The self-diffusion coefficient of water in aqueous solutions of alkali halides at different concentrations was studied using the polarizable BK3 model of water [1]. As ion potentials, initially the alkali halide force field fitted to this water potential by the solvation free energy, ion-water clusters as well as, for the purpose of crosschecking, to the ambient crystal energy and density was investigated. It was found that the strength of attraction between the central ion and the water molecules in the hydration shell is stronger than in reality, which manifests itself in the reduced mobility of water. For small ions, this discrepancy is small. By omitting the dipolar polarization of larger ions, the estimates could be improved. Similarly, increasing the size of the anions within reasonable limits also enhances the results but the structural breaking effect is insufficient.

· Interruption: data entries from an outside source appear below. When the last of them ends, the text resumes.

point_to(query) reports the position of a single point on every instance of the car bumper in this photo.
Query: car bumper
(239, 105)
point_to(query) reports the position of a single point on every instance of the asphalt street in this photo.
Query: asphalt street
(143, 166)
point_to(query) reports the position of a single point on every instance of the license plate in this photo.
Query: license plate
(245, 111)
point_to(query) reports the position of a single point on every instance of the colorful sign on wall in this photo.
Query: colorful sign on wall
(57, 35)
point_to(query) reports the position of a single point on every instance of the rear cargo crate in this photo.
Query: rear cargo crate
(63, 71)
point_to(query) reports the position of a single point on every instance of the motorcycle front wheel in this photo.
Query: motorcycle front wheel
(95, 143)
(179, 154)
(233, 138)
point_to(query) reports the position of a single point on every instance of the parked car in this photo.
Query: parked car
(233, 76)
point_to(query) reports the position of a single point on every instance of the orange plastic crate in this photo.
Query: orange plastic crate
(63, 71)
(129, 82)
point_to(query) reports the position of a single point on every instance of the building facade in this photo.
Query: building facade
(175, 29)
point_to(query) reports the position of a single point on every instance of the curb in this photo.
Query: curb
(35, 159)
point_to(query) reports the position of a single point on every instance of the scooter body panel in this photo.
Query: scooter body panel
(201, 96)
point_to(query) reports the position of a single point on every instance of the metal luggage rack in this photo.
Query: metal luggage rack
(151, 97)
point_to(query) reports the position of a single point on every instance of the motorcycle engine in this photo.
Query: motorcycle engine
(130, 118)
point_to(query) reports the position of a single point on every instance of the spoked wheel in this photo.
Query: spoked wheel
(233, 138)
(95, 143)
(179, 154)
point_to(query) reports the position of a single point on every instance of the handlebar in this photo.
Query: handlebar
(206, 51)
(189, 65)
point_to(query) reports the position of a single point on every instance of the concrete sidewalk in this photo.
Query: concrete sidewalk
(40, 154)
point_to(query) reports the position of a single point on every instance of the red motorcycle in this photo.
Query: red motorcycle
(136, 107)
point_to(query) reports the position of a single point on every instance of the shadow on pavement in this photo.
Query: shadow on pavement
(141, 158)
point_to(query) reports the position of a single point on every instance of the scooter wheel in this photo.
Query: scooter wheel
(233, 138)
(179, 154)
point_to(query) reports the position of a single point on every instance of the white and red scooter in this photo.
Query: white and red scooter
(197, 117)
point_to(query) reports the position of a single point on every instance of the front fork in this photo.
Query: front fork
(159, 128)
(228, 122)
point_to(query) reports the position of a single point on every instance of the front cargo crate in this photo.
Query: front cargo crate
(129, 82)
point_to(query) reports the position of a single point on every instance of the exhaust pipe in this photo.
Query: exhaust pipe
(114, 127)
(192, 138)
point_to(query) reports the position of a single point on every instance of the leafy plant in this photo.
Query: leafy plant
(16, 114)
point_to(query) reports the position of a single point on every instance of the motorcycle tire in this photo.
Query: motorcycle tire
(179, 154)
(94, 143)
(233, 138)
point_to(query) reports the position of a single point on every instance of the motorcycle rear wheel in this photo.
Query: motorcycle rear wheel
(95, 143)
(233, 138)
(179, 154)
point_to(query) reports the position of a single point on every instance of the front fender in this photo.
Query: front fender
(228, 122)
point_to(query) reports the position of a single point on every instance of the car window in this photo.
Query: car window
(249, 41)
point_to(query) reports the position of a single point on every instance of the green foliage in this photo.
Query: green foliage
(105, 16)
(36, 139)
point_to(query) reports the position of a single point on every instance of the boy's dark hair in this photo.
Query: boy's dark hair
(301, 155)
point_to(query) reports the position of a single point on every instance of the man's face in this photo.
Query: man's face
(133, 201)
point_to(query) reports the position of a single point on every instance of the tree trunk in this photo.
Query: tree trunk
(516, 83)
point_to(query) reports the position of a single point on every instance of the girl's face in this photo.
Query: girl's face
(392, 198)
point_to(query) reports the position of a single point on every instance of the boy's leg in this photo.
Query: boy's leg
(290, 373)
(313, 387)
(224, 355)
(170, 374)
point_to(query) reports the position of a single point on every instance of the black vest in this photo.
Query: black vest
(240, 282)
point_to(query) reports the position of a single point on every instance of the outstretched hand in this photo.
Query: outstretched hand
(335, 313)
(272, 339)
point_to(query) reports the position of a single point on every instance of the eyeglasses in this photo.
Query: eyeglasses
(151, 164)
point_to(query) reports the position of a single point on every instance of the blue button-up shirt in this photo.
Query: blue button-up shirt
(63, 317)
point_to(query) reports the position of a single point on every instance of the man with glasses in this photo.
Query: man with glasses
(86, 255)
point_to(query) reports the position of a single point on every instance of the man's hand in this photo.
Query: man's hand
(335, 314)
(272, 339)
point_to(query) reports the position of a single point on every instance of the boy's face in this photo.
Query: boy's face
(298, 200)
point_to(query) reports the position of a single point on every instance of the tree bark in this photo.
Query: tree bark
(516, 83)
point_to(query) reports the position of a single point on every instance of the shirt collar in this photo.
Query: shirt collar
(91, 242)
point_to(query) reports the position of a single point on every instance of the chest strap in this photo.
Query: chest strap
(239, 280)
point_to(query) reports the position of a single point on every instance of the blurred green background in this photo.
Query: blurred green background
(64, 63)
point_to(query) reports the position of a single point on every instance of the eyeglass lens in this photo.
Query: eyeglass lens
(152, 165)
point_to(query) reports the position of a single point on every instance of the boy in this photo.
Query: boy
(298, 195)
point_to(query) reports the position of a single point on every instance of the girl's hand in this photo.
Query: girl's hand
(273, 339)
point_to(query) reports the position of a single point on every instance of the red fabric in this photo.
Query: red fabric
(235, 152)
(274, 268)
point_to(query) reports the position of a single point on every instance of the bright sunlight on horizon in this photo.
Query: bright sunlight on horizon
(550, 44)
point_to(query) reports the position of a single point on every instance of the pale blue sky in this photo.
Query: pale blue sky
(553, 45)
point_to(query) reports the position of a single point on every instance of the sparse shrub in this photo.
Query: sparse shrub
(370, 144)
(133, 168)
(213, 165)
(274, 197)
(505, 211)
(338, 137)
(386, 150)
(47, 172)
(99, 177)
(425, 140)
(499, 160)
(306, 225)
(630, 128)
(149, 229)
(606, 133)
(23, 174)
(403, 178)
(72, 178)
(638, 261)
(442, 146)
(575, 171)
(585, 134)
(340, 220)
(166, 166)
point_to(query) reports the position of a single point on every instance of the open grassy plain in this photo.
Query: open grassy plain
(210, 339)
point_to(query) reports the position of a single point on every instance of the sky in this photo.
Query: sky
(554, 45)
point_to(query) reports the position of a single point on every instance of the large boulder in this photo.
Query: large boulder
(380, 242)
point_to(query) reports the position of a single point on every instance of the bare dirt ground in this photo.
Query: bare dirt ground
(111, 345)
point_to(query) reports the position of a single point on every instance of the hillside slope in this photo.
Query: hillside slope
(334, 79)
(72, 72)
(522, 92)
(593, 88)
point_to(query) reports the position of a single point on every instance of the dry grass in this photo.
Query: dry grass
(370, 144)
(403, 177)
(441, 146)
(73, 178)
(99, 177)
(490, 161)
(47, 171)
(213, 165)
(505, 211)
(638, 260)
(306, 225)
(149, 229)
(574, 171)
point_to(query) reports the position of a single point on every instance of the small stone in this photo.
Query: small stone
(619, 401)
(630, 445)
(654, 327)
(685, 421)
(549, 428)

If the relative permittivity of water is smaller than that measured experimentally, typically ionic charges in non-polarizable water models can be decreased to recover the correct semi-macroscopic Coulomb energy. Since our polarizable water model reasonably estimates the relative permittivity, smaller ionic charges were used to quantify the differences in the strengths of ion-water attraction. Our estimates of self-diffusion in aqueous solutions by varying the concentration of ions are presented and discussed for LiCl, NaCl, NaBr, NaI, RbF and RbI.